Based on the current status of the KV channel field, it is to be expected that drugs modulating the channels discussed here (KV1.1, KV1.3, KV1.5, KV7.2–7.5, KV10.1 and KV11.1) will reach the clinic within the next few years. Non-selective KV channel modulators like Fampridine (4-AP) may have already found a niche in the potential treatment of multiple sclerosis. The KV7.2/7.3 activator retigabine has completed phase-III clinical trials for the treatment of epilepsy and currently represents the most advanced novel KV channel modulator. Next generation modulators of KV7.2/7.3 channels are only a few years behind retigabine in their development. However, it is also sobering to contemplate, that despite more than 20 years of work no KV channel modulator specifically designed for a particular target has reached the market yet. Other KV channels like KV2.1 or KV3.4 may offer attractive therapeutic opportunities in the future, but need to be explored further before they can be regarded as valid drug targets. It will also be interesting to see whether any repositioning of existing marketed drugs will take place in the KV channel field. For example, could an “old” drug like clofazimine find new life as a Kv1.3 inhibitor-based immunosuppressant? Clearly, development of KV channel targeting drugs is at an early stage and certainly a challenging endeavor, but the opportunities for future success are extensive.

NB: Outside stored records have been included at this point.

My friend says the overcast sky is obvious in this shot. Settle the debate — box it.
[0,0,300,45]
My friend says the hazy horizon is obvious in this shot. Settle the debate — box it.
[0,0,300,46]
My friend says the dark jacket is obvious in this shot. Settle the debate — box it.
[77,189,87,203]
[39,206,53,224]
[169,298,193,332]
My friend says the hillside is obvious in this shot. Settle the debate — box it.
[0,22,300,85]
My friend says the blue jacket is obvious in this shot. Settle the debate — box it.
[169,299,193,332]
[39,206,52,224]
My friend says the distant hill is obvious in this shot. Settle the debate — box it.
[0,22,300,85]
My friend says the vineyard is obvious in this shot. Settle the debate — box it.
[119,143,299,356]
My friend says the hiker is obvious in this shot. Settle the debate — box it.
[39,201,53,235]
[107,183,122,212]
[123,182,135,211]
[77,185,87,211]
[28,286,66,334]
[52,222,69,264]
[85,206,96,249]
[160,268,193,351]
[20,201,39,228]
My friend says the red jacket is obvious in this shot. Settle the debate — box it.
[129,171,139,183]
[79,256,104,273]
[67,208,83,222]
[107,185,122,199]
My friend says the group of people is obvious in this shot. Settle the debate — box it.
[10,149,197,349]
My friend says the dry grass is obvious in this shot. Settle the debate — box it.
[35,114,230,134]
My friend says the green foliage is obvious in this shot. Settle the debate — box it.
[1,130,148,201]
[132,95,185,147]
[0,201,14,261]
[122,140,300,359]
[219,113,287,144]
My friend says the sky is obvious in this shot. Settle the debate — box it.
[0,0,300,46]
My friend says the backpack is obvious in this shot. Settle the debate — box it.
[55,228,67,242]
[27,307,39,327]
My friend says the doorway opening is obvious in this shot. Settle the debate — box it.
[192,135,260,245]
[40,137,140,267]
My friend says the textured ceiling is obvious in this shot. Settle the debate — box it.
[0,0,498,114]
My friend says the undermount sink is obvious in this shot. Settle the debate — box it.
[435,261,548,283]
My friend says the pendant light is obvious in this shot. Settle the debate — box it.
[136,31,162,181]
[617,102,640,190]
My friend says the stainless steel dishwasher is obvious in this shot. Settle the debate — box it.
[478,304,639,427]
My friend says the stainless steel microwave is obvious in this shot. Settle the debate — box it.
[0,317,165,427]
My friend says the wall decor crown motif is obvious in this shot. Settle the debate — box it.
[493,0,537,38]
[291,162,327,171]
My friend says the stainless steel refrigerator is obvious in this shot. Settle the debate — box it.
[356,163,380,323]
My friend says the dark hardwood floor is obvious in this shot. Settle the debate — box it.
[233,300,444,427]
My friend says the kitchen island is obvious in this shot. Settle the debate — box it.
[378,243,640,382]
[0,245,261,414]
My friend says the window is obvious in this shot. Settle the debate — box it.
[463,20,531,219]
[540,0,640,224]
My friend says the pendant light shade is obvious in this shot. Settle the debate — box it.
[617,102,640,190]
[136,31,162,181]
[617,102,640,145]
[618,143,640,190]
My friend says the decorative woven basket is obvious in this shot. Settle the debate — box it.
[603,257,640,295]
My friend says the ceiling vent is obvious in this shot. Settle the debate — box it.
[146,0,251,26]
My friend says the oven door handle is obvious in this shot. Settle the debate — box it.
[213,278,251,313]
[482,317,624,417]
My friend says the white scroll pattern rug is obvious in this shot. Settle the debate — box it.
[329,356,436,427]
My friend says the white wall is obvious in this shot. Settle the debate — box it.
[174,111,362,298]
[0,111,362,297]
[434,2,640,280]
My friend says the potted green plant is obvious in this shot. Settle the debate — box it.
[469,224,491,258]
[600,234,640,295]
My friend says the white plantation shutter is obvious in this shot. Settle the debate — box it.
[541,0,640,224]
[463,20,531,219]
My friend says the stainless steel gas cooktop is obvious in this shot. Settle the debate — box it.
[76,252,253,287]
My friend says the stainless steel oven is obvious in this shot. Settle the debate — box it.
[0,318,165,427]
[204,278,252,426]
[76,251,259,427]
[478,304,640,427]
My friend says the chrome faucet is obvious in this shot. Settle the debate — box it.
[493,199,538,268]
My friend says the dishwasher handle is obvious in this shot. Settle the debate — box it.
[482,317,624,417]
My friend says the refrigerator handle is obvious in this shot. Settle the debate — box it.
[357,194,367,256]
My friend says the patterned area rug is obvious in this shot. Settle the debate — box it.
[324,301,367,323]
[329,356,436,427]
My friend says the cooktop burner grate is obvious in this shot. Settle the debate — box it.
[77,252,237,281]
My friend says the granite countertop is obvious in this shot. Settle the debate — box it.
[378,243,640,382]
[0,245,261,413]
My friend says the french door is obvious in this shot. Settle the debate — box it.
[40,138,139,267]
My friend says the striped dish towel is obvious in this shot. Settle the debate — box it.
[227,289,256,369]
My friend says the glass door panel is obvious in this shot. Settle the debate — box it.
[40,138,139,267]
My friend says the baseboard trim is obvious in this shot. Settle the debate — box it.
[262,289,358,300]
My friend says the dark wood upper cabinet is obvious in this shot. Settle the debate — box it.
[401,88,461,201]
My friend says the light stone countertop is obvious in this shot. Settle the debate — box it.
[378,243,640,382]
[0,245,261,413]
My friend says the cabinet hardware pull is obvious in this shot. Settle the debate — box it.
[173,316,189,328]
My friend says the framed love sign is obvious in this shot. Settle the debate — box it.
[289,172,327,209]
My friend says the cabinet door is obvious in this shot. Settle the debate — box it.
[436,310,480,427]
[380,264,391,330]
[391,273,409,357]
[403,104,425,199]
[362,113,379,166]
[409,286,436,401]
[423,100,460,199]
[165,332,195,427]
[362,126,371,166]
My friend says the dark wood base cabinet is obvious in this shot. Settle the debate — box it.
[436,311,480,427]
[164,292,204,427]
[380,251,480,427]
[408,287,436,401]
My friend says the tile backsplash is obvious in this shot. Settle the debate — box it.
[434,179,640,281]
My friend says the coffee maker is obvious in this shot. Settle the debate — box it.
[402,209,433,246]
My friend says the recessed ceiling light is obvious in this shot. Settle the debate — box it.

We thank Boris Zhorov for help with Figure 3. The authors’ work has been supported by the National Institute of Health (RO1 GM076063 to H.W.) and the Max-Planck Society (L.A.P).
Financial Interest Statement
H.W. is an inventor on the University of California patent claiming PAP-1 and related KV1.3 blockers for immunosuppression. She is a scientific founder of Airmid, a start-up company that is aiming to develop KV1.3 blockers as immunosuppressants. N.A.C. is an employee of Icagen Inc., a company that is currently developing KV7.2 and KV7.3 activators for epilepsy. L.A.P. is a shareholder of iOnGen AG, a company developing ion channel-based diagnostics and therapies in oncology.